Estas pautas coinciden con las recomendaciones que están publicando organismos como la Unesco en su guía sobre IA generativa en educación e investigación y con iniciativas de formación docente como las que Anthropic y Teach For All están desplegando para profesores en 63 países.
Recomendaciones por etapa educativa
La misma herramienta no encaja igual en Primaria, en ESO o en Bachillerato. Pintarlo todo con la misma brocha es de los errores más frecuentes en los reglamentos escolares actuales.
Primaria: minimizar y proteger
Entre los 6 y los 12 años, el cerebro está fijando la mecánica de la escritura: caligrafía, ortografía, estructura de frases, hilo narrativo. Una IA que escribe por el niño interrumpe ese proceso. Aquí lo razonable es no usarla en producción, y si aparece, que sea como objeto de análisis («mira lo que ha escrito esta máquina, ¿qué le falta?»).
ESO: educar el criterio
De los 12 a los 16, la IA ya forma parte del paisaje. Negarla es ingenuo. Lo útil es enseñar a leerla con desconfianza productiva: detectar errores factuales, contrastar fuentes, reescribir con palabras propias. Aquí entran también las consideraciones de seguridad y privacidad en el uso de IA con adolescentes. El currículo de la ESO (Real Decreto 217/2022) ya contempla competencias digitales que dan margen para trabajarlo.
Bachillerato y universidad: integrar con criterio
A partir de los 16 años, prohibir es contraproducente; el alumno usará la IA fuera del aula igualmente. Tiene más sentido transparentar el uso: declarar qué se ha hecho con ella, exigir borradores intermedios, evaluar tanto el producto como el proceso. La voz propia, en esta etapa, se demuestra explicando decisiones, no escondiendo herramientas.
Una conclusión incómoda y útil
La IA no está matando la escritura estudiantil. La está descubriendo frágil. Lo que la generación ChatGPT está perdiendo no se llama «voz», se llama tiempo de pelea con el lenguaje.

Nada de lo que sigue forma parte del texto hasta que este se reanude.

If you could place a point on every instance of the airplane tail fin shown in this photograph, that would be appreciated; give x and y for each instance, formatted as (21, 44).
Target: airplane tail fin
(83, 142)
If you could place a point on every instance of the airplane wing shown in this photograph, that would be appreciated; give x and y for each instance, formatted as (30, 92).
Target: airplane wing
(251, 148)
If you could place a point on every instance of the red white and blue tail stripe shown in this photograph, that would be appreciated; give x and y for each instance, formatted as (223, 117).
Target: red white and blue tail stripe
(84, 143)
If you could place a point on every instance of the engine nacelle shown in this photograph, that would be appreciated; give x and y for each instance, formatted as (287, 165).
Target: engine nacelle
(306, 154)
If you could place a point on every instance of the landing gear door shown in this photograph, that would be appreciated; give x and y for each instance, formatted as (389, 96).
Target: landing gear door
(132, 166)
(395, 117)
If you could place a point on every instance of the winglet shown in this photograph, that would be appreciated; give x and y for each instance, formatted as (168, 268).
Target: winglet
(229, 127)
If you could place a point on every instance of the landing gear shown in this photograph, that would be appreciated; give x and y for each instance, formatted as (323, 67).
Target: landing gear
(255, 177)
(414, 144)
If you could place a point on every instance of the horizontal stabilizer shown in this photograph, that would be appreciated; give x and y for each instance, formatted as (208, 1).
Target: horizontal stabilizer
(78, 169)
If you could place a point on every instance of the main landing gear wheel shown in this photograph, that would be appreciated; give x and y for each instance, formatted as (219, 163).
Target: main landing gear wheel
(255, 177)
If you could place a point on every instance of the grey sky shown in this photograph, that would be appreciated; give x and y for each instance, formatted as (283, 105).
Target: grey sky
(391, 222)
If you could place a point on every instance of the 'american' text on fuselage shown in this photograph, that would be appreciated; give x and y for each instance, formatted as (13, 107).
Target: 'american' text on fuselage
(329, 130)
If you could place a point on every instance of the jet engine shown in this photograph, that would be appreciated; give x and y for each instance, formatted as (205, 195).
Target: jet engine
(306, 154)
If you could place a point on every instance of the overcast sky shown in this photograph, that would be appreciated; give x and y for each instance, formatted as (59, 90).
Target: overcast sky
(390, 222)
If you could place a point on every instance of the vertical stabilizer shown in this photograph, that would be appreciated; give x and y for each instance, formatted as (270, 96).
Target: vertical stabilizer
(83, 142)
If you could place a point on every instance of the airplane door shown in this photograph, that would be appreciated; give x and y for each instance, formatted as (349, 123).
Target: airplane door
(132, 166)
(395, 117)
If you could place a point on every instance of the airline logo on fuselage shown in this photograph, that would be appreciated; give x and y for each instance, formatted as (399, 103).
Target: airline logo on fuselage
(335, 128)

Y eso se recupera con encargos más exigentes, evaluación procesual y conversación. La tecnología cambia; el oficio de pensar escribiendo, no.
Preguntas frecuentes
¿Usar ChatGPT para un trabajo es plagio?
Depende de la normativa de cada centro y del tipo de uso. Copiar y pegar un texto generado y firmarlo como propio incumple casi todos los reglamentos académicos vigentes en España. Usarlo como apoyo declarado (esquema, corrección de estilo, traducción) suele estar permitido si se especifica.
¿Existen detectores fiables de texto IA?
No del todo. Las herramientas comerciales tienen tasas de falso positivo y falso negativo muy altas, sobre todo con textos cortos o reescritos. La OpenAI retiró su propio detector en 2023 por baja precisión. La conversación con el alumno sigue siendo el método más fiable.
¿La IA empeora la ortografía y la gramática?
No directamente, pero sí reduce las horas de práctica activa. Si un alumno deja de escribir borradores propios, las habilidades técnicas se oxidan. El correctivo es escribir más a mano, no menos.
¿Qué pueden hacer los padres en casa?
Pedir que el hijo lea en voz alta lo que ha escrito y responda dos preguntas espontáneas sobre el contenido. Si tropieza en frases enteras, conviene revisar cuánto ha intervenido la IA. No es vigilancia, es interés por entender lo que el niño está aprendiendo a pensar.
¿Hay alguna manera de usar ChatGPT que sí entrene la escritura?
Sí: usarlo como interlocutor, no como redactor. Pedirle que critique un texto propio, que sugiera contraargumentos, que detecte agujeros lógicos. Eso obliga a leer con atención y a reescribir, que es donde se aprende.